Simón Ventura Trujillo is an Assistant Professor of Latina/o Studies in the English Department at New York University. Born in Albuquerque, New Mexico, he teaches and researches on Chicana/o and Latina/o literature, Borderland methodologies, decolonial social movements, and comparative racialization in the Americas. Grounded in the locality of New Mexico, his book project unpacks the labor of Indigenous land reclamation as a cross-racial and transnational intellectual labor on the politics of reading and writing. By engaging writings by La Alianza Federal de Mercedes, Leslie Marmon Silko, Ana Castillo, Simon Ortiz, and the EZLN, this project shuttles between colonial, national, and neoliberal periodicities and highlights submerged points of convergence between Indigenous North and Latin America. It thus offers a different take on Chicana/o and Indigenous cultural studies as fields constituted through intertextual and intersubjective relations that break down the abstract divisions between religion, history, politics, economy, and culture.

Greg Vargo

Greg Vargo

Faculty Fellow; Assistant Professor, Department of English, Faculty of Arts & Science; Gallatin

Project: Chartist drama: the performance of politics and the politics of performance

Greg Vargo is an assistant professor in the department of English, FAS and the Gallatin School.

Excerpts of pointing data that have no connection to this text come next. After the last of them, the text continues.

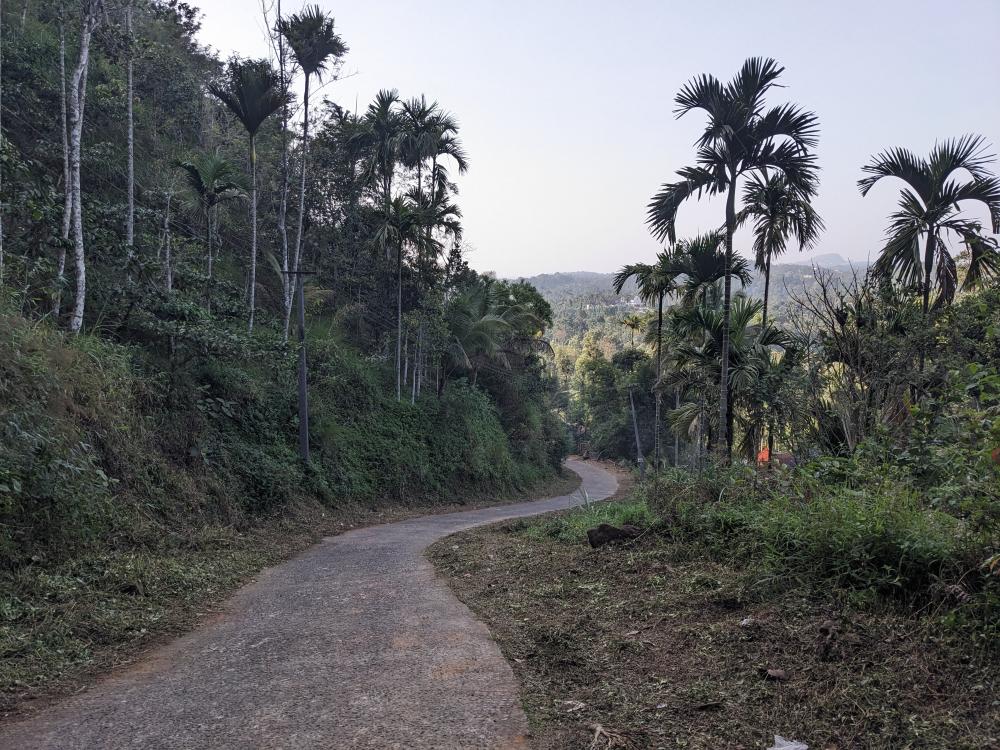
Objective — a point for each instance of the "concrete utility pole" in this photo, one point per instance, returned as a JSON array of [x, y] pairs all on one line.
[[303, 385], [640, 459]]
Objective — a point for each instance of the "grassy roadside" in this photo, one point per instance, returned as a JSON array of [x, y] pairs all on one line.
[[658, 645], [63, 626]]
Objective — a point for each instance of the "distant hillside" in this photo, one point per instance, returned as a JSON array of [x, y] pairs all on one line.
[[556, 287], [589, 287]]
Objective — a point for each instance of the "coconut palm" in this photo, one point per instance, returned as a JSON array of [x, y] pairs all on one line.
[[213, 180], [418, 139], [633, 323], [252, 91], [316, 48], [779, 213], [400, 228], [931, 210], [384, 133], [742, 138], [699, 264], [698, 357], [654, 282]]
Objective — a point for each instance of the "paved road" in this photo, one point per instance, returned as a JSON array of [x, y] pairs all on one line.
[[352, 644]]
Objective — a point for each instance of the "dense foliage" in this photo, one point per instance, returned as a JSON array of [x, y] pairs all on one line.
[[176, 402]]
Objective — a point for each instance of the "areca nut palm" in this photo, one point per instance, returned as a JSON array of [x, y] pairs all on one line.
[[316, 48], [704, 325], [931, 209], [779, 212], [654, 282], [385, 131], [213, 179], [633, 323], [400, 227], [699, 264], [742, 137], [252, 91]]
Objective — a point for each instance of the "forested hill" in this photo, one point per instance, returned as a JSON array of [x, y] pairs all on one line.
[[585, 301], [157, 213]]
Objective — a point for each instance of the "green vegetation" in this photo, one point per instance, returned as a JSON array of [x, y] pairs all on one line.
[[819, 549], [149, 404]]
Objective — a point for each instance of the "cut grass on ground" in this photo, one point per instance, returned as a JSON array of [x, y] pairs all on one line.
[[63, 625], [661, 648]]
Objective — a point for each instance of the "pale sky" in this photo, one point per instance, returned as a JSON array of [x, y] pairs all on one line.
[[566, 108]]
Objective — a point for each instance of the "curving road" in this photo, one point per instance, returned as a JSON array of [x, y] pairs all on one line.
[[352, 644]]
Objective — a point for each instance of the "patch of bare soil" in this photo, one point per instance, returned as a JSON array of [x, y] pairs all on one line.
[[649, 646], [64, 626]]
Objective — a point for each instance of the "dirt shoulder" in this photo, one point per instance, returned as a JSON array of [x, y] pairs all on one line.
[[652, 645], [64, 626]]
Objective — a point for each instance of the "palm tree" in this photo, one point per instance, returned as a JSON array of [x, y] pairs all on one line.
[[633, 323], [742, 138], [252, 92], [779, 213], [654, 283], [316, 46], [419, 136], [699, 264], [698, 359], [213, 180], [476, 327], [385, 131], [401, 227], [930, 210]]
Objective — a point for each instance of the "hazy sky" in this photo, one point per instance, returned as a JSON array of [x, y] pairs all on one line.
[[566, 108]]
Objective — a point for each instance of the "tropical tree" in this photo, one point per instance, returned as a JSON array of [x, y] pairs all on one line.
[[699, 264], [385, 129], [400, 228], [654, 281], [742, 138], [633, 323], [213, 180], [91, 12], [316, 47], [931, 208], [697, 359], [779, 212], [252, 92]]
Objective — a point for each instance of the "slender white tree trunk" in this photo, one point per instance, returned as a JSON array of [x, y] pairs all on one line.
[[297, 256], [67, 175], [286, 279], [168, 267], [130, 217], [253, 229], [78, 97], [399, 321], [1, 148], [724, 438]]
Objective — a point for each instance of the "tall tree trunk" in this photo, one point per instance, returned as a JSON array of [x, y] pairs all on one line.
[[677, 438], [130, 218], [1, 149], [168, 267], [78, 98], [659, 398], [724, 438], [303, 384], [767, 287], [297, 256], [928, 267], [639, 458], [399, 321], [67, 176], [208, 239], [253, 229], [286, 278]]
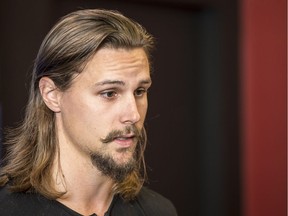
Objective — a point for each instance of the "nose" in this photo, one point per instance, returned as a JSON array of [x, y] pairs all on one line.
[[130, 112]]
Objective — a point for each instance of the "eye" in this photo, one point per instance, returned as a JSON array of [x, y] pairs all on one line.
[[140, 92], [109, 94]]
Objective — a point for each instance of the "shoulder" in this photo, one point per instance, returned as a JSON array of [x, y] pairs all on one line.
[[154, 203], [23, 204]]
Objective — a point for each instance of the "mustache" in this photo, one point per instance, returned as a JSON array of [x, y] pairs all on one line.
[[118, 133]]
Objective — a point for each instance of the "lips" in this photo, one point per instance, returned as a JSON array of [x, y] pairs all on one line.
[[125, 141]]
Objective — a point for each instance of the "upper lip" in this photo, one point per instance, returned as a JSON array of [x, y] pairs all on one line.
[[126, 136]]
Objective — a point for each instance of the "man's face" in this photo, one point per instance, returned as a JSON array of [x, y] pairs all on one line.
[[105, 108]]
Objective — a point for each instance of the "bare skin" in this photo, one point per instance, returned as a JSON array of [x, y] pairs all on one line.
[[110, 93]]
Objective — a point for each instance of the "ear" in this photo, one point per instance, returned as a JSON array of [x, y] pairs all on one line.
[[50, 93]]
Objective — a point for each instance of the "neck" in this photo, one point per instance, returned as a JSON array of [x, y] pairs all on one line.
[[87, 190]]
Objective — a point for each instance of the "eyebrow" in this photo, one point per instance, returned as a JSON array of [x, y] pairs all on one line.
[[119, 82]]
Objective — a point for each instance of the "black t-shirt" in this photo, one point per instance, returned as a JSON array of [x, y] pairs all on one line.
[[147, 203]]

His research focuses on the literary and cultural milieu of nineteenth-century British protest movements and the interplay between politics, periodical culture, and the novel. He is the author of An Underground History of Early Victorian Fiction: Chartism, Radical Print Culture, and the Social Problem Novel (Cambridge UP, forthcoming 2017-18), which suggests that underground newspapers affiliated with radical movements fostered an experimental literary culture which stretched the contours of well-known Victorian genres including the Bildungsroman, melodrama, and social-problem fiction. A new research project focuses on anti-imperialism in nineteenth-century British radicalism. At the Center for the Humanities, he will be working on the role of theater in working-class political movements of the Victorian era.

Hannah Zeavin

Hannah Zeavin

Doctoral Student Fellow; Doctoral Student, Department of Media, Culture and Communication, Steinhardt School of Culture, Education, and Human Development

Project: The Communication Cure: Tele-Therapy 1890-2015

Hannah Zeavin is a doctoral candidate in the Department of Media, Culture, and Communication at NYU. Her research examines the relationships between the history of psychiatry and media history. Her dissertation, “The Communication Cure: Tele-Therapy 1890-2017” focuses on the delivery of talk therapy over distance, arguing that tele-therapy, far from being a new treatment modality in the age of Skype and smartphone apps, is at least as old as psychoanalysis itself. She has served as the Managing Editor of Catalyst: Feminism, Theory, and Technoscience, and the Assistant Editor of Public Culture and Public Books. Beyond the academy, she volunteers as a state-certified crisis counselor.